Basics of PET Scanning



Basics of PET Scanning


Cyrill Burger

David W. Townsend





Introduction

The basic principle of positron emission tomography (PET) involves the administration to a patient of a pharmaceutical tagged with a positron-emitting isotope. The pharmaceutical is chosen to target a particular metabolic pathway, and the decay of the positron-emitting isotope allows the metabolism to be monitored by detecting the annihilation radiation emitted from the patient. Intravascular tracers such as carbon monoxide (labeled either as 11CO or C15O) remain in the blood, whereas most other radiopharmaceuticals will be partially extracted into the tissue during the passage through the capillaries or will diffuse freely, such as oxygen 15 [15O]water. After extraction, a tracer will either follow a particular metabolic pathway or bind to a particular receptor system before being washed out of the tissue. Generally, the process is dynamic, and the tracer concentration in the tissue will change continuously with time. One exception is the widely used glucose analogue fluorodeoxyglucose (FDG) (2-fluorine 18 [18F]fluoro-2-deoxy-D-glucose), which becomes trapped in the tissue and reaches a near equilibrium state approximately 60 to 90 minutes after injection. More frequently, the injected tracer is metabolized into other chemical forms, so the radioactive tag may also label metabolites in addition to the original pharmaceutical. The PET scanner,
however, measures the total radioactivity in each image voxel, summed over the scan duration, without distinguishing between the different chemical forms. A metabolite analysis of arterial blood samples may be required in addition to the PET images to understand fully the physiologic behavior of the radiopharmaceutical.
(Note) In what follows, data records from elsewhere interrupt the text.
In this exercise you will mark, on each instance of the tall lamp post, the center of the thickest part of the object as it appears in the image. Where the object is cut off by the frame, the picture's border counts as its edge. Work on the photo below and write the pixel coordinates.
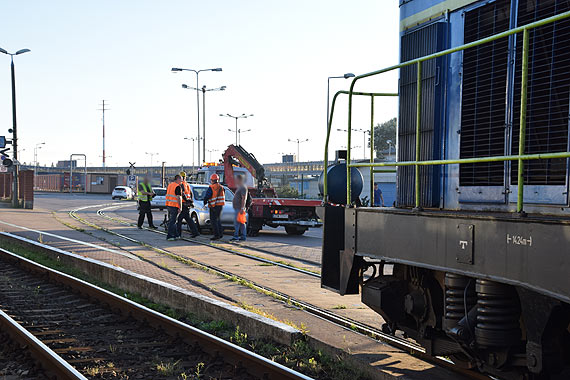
(192, 139)
(15, 202)
(38, 146)
(238, 131)
(151, 156)
(299, 142)
(204, 89)
(197, 72)
(212, 150)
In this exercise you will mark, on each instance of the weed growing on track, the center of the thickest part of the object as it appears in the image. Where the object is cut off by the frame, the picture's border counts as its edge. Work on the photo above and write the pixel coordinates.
(299, 356)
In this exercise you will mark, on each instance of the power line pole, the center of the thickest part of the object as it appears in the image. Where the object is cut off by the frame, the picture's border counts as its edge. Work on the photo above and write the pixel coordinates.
(103, 109)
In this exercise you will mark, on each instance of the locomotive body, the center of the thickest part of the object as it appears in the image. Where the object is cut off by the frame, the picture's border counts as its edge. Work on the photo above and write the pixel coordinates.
(459, 266)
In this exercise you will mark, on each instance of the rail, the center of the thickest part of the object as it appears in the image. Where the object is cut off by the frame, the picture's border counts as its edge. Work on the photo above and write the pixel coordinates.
(520, 157)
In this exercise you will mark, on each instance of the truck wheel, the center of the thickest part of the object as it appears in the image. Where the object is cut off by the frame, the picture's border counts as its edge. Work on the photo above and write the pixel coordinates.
(253, 229)
(292, 230)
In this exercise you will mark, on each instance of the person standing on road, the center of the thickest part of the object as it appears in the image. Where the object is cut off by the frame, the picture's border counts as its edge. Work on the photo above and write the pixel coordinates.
(378, 198)
(239, 205)
(145, 195)
(216, 199)
(173, 205)
(187, 202)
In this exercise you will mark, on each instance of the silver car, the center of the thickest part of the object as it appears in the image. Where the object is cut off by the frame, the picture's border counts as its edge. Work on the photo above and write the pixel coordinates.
(200, 212)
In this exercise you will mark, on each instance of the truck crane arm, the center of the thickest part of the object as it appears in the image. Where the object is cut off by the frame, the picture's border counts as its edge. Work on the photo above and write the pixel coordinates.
(236, 155)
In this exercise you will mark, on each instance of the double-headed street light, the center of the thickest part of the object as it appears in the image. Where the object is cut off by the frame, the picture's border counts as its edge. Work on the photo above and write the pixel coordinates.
(15, 202)
(237, 130)
(197, 72)
(203, 89)
(364, 132)
(151, 154)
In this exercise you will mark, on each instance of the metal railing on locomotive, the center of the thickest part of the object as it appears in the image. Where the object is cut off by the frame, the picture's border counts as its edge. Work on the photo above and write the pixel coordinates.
(521, 157)
(372, 95)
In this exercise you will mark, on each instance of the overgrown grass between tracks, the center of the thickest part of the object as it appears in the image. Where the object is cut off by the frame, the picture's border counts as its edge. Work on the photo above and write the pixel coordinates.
(298, 356)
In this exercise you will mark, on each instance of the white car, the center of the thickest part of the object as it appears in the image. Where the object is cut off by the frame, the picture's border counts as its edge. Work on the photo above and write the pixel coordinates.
(122, 192)
(201, 214)
(159, 201)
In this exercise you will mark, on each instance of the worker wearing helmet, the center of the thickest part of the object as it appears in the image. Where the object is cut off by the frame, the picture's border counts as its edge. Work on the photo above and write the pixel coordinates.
(216, 198)
(173, 205)
(187, 202)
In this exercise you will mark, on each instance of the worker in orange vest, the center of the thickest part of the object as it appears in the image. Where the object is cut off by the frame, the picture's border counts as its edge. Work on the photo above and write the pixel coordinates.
(187, 203)
(173, 205)
(216, 198)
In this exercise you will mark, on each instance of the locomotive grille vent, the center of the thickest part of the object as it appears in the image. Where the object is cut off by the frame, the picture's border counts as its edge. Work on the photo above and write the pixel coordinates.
(548, 92)
(484, 95)
(424, 41)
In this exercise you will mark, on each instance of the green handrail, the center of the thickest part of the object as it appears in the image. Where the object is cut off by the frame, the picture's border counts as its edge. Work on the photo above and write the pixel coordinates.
(521, 157)
(329, 125)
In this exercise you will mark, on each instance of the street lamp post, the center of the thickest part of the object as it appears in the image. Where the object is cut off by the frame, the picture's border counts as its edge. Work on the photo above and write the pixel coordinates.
(151, 156)
(238, 131)
(197, 72)
(299, 142)
(15, 201)
(192, 139)
(38, 146)
(212, 150)
(204, 89)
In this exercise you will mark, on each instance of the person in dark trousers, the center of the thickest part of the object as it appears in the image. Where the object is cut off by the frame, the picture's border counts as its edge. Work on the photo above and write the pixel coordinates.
(378, 198)
(173, 205)
(216, 198)
(239, 205)
(187, 203)
(145, 195)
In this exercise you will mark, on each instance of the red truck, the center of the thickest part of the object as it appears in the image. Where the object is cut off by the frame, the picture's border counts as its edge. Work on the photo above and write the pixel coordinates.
(296, 215)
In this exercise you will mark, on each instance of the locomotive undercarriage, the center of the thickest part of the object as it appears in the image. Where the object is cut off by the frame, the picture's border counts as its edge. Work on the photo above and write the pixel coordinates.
(499, 329)
(458, 285)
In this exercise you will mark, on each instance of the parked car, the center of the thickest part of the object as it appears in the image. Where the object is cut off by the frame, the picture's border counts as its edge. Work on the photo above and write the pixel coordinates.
(122, 192)
(200, 212)
(159, 201)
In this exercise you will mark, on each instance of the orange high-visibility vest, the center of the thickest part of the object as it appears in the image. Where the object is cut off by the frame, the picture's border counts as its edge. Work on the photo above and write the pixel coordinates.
(187, 189)
(171, 197)
(218, 195)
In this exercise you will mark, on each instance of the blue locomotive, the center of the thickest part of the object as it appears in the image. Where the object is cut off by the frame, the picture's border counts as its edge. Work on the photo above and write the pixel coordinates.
(473, 262)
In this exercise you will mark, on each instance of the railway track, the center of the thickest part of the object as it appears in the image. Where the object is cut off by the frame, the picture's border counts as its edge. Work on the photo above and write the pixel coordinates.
(105, 336)
(348, 323)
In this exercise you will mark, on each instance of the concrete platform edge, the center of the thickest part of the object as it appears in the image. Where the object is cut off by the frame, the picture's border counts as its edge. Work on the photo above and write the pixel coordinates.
(254, 325)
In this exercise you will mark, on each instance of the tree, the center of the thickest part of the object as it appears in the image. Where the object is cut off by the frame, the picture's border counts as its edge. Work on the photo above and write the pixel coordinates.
(382, 133)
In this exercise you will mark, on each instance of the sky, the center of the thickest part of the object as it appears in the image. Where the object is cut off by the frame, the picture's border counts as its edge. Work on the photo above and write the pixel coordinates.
(275, 55)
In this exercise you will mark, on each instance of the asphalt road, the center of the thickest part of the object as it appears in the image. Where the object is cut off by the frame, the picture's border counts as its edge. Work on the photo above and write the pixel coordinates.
(307, 246)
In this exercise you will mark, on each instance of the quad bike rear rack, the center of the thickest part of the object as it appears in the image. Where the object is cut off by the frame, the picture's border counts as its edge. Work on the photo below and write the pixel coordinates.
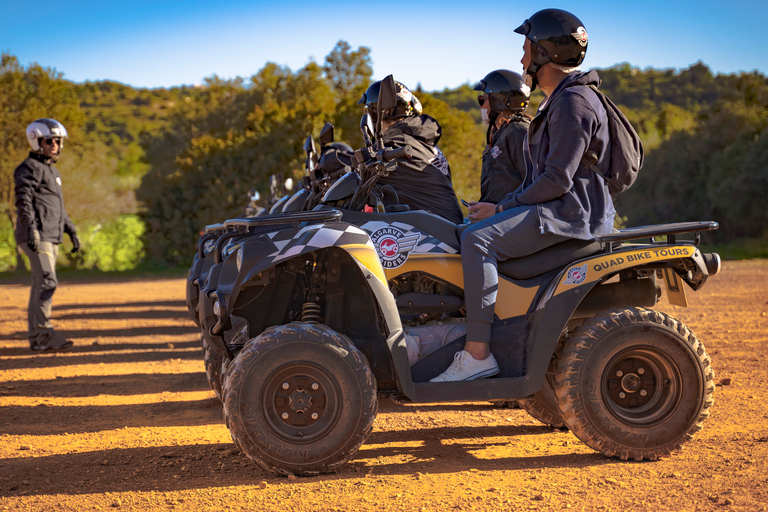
(669, 230)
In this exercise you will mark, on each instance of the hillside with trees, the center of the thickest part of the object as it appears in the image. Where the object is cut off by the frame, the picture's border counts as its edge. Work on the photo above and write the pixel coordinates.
(145, 169)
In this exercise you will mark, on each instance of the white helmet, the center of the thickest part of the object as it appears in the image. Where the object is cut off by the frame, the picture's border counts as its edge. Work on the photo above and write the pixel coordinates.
(44, 128)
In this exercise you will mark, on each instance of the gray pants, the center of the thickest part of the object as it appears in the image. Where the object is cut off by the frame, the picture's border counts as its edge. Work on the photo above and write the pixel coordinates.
(511, 234)
(44, 282)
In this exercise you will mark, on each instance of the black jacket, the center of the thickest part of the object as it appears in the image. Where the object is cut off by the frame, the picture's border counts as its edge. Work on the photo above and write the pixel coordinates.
(39, 200)
(424, 181)
(503, 167)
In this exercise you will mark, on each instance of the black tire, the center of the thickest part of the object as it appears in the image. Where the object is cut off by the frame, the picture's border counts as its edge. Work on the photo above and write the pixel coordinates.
(634, 384)
(300, 399)
(212, 361)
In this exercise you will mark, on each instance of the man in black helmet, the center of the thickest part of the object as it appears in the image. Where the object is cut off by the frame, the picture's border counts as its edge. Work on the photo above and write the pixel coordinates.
(503, 102)
(422, 182)
(41, 221)
(560, 199)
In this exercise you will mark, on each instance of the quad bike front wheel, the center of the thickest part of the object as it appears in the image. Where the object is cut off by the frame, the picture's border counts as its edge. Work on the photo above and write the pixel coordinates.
(300, 399)
(634, 384)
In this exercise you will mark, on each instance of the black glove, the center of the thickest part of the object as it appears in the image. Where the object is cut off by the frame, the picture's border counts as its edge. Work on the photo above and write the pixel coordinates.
(75, 242)
(33, 239)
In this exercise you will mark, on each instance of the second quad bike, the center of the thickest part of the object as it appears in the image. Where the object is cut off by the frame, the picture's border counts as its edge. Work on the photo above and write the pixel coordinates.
(336, 309)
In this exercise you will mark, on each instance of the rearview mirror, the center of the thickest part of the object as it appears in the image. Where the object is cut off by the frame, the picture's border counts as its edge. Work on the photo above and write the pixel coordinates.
(326, 134)
(366, 126)
(309, 145)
The kinetics of a tracer can be monitored dynamically in the PET scanner by acquiring multiple image frames as a function of time. The duration of each frame is related to the tracer kinetics and radionuclide half-life. Typically, short-duration frames are acquired immediately after injection to follow the rapidly changing kinetics, whereas longer-duration frames are acquired later in the scan, once the metabolism or binding of the tracer slows or is completed. Each pixel in each frame represents the tracer concentration in the tissue averaged over the scan duration and corrected for nuclide decay. By applying an appropriate kinetic model to the pixel time-activity curves derived from the PET images, absolute functional maps can be derived that measure tissue perfusion in milliliters per minute per milliliter of tissue or glucose utilization in milligrams per minute per 100 milliliters of tissue (see Chapter 13).
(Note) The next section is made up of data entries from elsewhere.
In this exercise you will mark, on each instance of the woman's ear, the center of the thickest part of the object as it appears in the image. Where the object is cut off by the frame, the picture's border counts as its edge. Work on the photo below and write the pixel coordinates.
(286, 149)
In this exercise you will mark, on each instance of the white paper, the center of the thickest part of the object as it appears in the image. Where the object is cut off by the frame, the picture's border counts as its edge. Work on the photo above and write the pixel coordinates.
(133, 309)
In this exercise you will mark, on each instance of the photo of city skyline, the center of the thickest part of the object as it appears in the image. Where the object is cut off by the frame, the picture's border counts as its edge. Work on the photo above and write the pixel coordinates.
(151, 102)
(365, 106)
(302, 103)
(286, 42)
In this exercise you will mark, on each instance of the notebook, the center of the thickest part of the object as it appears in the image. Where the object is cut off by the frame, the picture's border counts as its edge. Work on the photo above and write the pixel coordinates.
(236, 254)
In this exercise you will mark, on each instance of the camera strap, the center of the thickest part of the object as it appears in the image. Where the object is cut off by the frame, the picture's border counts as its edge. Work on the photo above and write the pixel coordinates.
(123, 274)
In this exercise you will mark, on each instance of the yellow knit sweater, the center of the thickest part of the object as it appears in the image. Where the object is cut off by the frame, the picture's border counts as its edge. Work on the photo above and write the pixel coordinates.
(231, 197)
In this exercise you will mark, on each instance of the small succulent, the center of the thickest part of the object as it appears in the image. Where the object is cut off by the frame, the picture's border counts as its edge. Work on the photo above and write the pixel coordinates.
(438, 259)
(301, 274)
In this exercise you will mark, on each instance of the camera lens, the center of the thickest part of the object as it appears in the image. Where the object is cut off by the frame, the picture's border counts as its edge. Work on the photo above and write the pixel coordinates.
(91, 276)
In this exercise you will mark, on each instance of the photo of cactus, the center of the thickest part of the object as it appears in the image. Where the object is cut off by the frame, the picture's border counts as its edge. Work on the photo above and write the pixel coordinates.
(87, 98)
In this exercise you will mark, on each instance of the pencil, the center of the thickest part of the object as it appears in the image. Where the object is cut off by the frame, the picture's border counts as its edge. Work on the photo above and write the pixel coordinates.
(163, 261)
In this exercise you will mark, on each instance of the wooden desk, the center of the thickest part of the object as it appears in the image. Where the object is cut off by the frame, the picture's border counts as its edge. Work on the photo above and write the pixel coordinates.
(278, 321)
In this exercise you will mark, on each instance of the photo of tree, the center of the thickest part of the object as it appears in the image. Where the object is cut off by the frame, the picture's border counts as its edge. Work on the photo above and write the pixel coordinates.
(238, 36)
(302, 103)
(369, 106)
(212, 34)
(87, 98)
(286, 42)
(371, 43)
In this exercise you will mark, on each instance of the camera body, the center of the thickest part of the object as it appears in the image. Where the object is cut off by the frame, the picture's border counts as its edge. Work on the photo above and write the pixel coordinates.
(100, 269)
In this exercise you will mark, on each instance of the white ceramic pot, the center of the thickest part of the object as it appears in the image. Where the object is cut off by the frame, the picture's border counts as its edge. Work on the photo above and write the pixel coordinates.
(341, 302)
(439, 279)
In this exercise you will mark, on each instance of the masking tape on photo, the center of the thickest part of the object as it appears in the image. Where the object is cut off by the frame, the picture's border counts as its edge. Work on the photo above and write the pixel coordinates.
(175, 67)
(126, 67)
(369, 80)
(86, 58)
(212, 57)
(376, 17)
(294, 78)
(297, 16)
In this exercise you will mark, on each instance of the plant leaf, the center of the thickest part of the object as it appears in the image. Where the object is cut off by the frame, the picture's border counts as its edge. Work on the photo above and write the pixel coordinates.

The annihilation radiation from an injected PET tracer is emitted in all directions from the patient, so PET is intrinsically a volume-imaging technique. However, early PET scanners accepted photons from transverse cross sections only, restricting the allowable incident photon directions by interplane septa between the detector rings. Over the past decade, PET scanners without septa, or with retractable septa, have become standard, allowing PET data to be acquired fully in 3-D. Once the volume has been acquired, it also can be either displayed as stacked 2-D transverse sections or resliced into coronal or sagittal sections for viewing. The isotropic spatial resolution of many modern PET scanners facilitates reslicing even in arbitrary oblique directions without disturbing artifacts.


Principles of PET Scanners


Localization of the Annihilation: Coincidence Events

PET radiopharmaceuticals are labeled with neutron-deficient, positron-emitting isotopes (see Chapter 2). When a positron is emitted from the nucleus, it interacts randomly with the surrounding tissue, losing energy until it annihilates with an electron, producing two photons of 511 keV, corresponding to the rest masses of the electron and positron. The distance traveled by the positron before annihilation is called the “positron range.” The two photons are emitted essentially in opposite directions at an angle of 180 degrees, although the angle may be slightly less when the electron–positron system is not at rest. The two photons are detected in coincidence by the PET scanner (Fig. 3.1). The locations of the two points of interaction with the scintillators form a line of response (LOR), whereas the actual location of the positron annihilation along the line is unknown. The distribution of positron emissions and hence the distribution of annihilation photons reflect the distribution of the radiopharmaceutical. Although the exact location of a single annihilation point cannot be known, the acquisition of a large number of coincidence events along all lines of response can provide enough information to reconstruct the underlying distribution of the radioisotope. Coincident events are defined as two photons detected within a very short time interval, or coincidence window, typically set at approximately 6 to 12 nanoseconds.






Figure 3.1 The localization of a positron annihilation and the definition of a line of response (LOR). Annihilation photons occur in pairs, traveling in opposite directions. Detection of two 511-keV photons in coincidence suggests that an annihilation occurred somewhere on the LOR between the two detectors involved. An LOR connects any pair of opposing detectors that are linked with coincidence electronics.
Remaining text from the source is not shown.